The chat component's state will be managed using the application's existing state management patterns.

• Local UI State: Standard React hooks (useState) will manage the widget's transient UI state, such as whether the chat window is open or closed.
• Global Chat State: A new slice will be added to the Zustand global store (/stores/chatStore.ts). This slice will be responsible for managing:
  • sessionId (string | null): The ID for the current active conversation.
  • messages (Array): An array of message objects, each with a speaker (user or ai), content, and type (e.g., text, plan_confirmation_required).
• Server State: All loading, error, and data states related to API communication will be managed by TanStack Query.

8.3 API Client Interaction

Interaction with the AI backend will be centralized and managed via TanStack Query.

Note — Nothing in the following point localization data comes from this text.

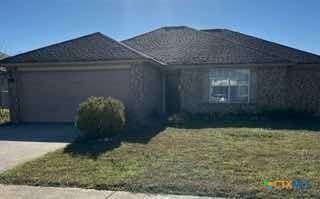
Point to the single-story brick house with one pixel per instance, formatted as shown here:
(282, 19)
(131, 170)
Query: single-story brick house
(168, 70)
(3, 84)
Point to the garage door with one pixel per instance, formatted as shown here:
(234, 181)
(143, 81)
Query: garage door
(54, 96)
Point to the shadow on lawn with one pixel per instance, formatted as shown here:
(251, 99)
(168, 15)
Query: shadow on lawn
(93, 148)
(290, 124)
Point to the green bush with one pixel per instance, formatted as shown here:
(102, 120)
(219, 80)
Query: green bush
(100, 117)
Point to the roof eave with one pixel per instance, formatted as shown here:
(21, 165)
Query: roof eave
(68, 63)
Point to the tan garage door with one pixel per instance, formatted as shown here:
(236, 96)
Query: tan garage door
(54, 96)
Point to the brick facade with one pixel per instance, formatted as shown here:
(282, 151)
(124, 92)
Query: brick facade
(271, 87)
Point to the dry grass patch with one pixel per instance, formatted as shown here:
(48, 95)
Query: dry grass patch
(229, 159)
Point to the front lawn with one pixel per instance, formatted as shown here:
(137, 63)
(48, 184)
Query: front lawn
(230, 159)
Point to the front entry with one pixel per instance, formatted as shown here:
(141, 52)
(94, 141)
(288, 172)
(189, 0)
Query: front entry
(172, 93)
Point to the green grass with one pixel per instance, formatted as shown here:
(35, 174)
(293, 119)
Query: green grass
(228, 159)
(4, 115)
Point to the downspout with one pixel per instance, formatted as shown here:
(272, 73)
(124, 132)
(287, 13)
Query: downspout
(163, 93)
(13, 95)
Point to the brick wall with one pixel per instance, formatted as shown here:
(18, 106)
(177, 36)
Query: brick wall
(271, 87)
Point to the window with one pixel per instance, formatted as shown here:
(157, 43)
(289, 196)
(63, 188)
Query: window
(229, 85)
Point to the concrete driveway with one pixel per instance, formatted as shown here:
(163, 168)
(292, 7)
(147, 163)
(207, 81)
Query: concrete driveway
(21, 143)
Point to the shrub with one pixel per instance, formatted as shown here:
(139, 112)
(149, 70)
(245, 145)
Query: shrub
(100, 117)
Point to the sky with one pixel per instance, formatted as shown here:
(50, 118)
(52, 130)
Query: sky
(27, 25)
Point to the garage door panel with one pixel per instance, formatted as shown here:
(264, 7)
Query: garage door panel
(54, 96)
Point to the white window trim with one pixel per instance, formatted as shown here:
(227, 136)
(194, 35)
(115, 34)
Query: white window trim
(230, 102)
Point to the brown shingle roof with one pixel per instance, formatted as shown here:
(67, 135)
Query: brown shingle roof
(184, 45)
(267, 47)
(93, 47)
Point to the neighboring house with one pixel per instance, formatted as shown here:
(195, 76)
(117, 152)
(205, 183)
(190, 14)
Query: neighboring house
(168, 70)
(3, 84)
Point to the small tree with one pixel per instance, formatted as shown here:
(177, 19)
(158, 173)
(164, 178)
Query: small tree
(100, 117)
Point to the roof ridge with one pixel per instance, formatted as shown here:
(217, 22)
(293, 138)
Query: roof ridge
(246, 46)
(131, 49)
(51, 45)
(148, 32)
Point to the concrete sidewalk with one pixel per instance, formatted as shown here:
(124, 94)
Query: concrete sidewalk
(30, 192)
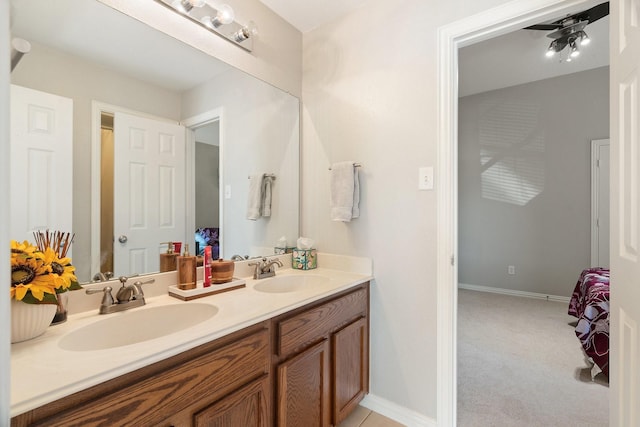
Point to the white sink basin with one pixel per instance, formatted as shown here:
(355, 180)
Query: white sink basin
(281, 284)
(135, 326)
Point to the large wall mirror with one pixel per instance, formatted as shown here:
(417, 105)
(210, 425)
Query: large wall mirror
(123, 76)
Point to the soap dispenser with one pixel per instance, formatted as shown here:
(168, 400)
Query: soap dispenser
(168, 260)
(187, 274)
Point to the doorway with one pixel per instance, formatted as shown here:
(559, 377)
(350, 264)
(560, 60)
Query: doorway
(498, 21)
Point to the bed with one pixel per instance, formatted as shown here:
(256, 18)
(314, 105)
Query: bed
(590, 305)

• API Client Function: A new function will be added to the Axios API client to handle requests to the POST /api/ai endpoint.
• Mutation Hook: A custom hook, useSendAiQuery, will be created. This hook will wrap TanStack Query's useMutation and contain the core logic for:
  1. Sending the user's query or confirmation to the backend.
  2. On success, updating the messages array in the Zustand store with the response from the server.
  3. Handling and exposing isLoading and error states to the UI.

8.4 Key UI/UX Flows

The ChatWidget.tsx component must implement the following critical user flows.

• Plan Confirmation Flow:
  1. When the useSendAiQuery mutation receives a response with type: "plan_confirmation_required", the component must add the plan's description to the message list.
  2. The UI will then render "Confirm" and "Cancel" buttons within the chat history.
  3. The user input text field must be disabled until a choice is made.
  4. If the user clicks "Confirm", the useSendAiQuery mutation will be called again, this time populating the confirmation object in the request body with the planId.
• Chat History Auto-Complete:
  1. The component will monitor the user's input. When the input begins with the @ character, it will trigger a useQuery hook (likely configured with enabled: false and manually refetched) to call a new endpoint, GET /api/ai/sessions.
  2. The list of past conversations returned from the API will be displayed in a dropdown menu, allowing the user to select a session to resume.
• Message Rendering:
  1. The component will map over the messages array from the Zustand store.
  2. It must use conditional rendering to display different UI for different message types (e.g., a simple text bubble for user/ai messages, a special component with buttons for plan_confirmation_required messages).